If you have any information on the Coxhead or Varityper companies please get in touch!

According to the City of New York’s Municipal Archives, the Hammond Typewriter Company “merged out of existence” on January 20, 1922. It was then reformed in Delaware immediately thereafter. Sometime before 1930, Ralph C. Coxhead purchased the Hammond company, where it had been renamed Vari-Typer.

Ralph C. Coxhead

Ralph C. Coxhead was a successful businessman at this point. Tall, California-born Coxhead, was a natural born tinkerer. A salesman of office machines, he once helped to get Hawaiian sugar growers to use mechanical calculators in place of the Chinese abacus.

Later, in New York, he and his brother Stuart set up Coxhead Corp. as an agency for German Mercedes calculators.

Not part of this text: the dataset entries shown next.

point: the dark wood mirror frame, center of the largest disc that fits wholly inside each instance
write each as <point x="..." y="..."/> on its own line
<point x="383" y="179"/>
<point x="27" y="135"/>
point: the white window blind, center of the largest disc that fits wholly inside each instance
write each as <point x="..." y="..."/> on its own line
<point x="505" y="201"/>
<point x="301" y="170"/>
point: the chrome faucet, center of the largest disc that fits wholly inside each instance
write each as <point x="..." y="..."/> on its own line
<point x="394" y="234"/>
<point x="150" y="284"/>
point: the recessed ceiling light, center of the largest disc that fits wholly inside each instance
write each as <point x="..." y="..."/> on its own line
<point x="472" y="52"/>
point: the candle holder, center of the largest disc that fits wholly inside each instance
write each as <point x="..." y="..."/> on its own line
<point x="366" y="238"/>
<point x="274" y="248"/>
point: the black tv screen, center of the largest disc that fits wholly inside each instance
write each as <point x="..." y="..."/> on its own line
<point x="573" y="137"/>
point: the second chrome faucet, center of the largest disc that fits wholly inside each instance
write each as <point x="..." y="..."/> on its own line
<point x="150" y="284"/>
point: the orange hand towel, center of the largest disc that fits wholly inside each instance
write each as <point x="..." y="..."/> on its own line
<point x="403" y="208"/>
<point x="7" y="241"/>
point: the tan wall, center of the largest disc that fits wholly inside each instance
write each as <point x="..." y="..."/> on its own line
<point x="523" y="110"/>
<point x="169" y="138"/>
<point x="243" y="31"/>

When Mercedes exited the mechanical calculator business, Coxhead decided to put his talents to reinventing the Hammond.

A Coxhead mechanical calculator

Through deaths and bankruptcies the Hammond Typewriter Company had become Varit-typer, and was put up for sale. Coxhead purchased everything outright for $300,000, or about $7 million dollars in 2024 currency. The company would play around with the Varityper name for a number of years. First calling it simply a Coxhead, then Coxhead Vari-Typer, and finally in renaming it on May 3rd, 1947 to Varityper.

An early Coxhead branded Varityper, ca 1934

The Varityper is a curious machine in the world of typewriters, particularly electric typing and composing. Coxhead was said to have made a number of improvements to the Hammond, some say over 1,300 of them, and it held a place in the office until 1970 when the company closed for good.

It played a role in the drawn out strike of newspaper composing room employees in Chicago. The Varityper replaced newspaper type cast from hot lead into something easier to use, and faster.

What’s also notable about the Varityper is that underneath all that complex features, it is still very much a Hammond. The shuttles are notable because they were made out of metal. On some later Hammond Multiplex’s, a Varityper shuttle will work, but it may not on early models. It’s a mystery when the official change over, from rubber to metal shuttles, took place.

The Varityper became the composing machine of most advertising, news, and print offices across America. For example, later Varitypers could change the width between letters, justified margins, and increase or decrease the impression with the turn of a knob.

The style and number of shuttles expanded considerably, bringing new fonts and characters, such as a check writer!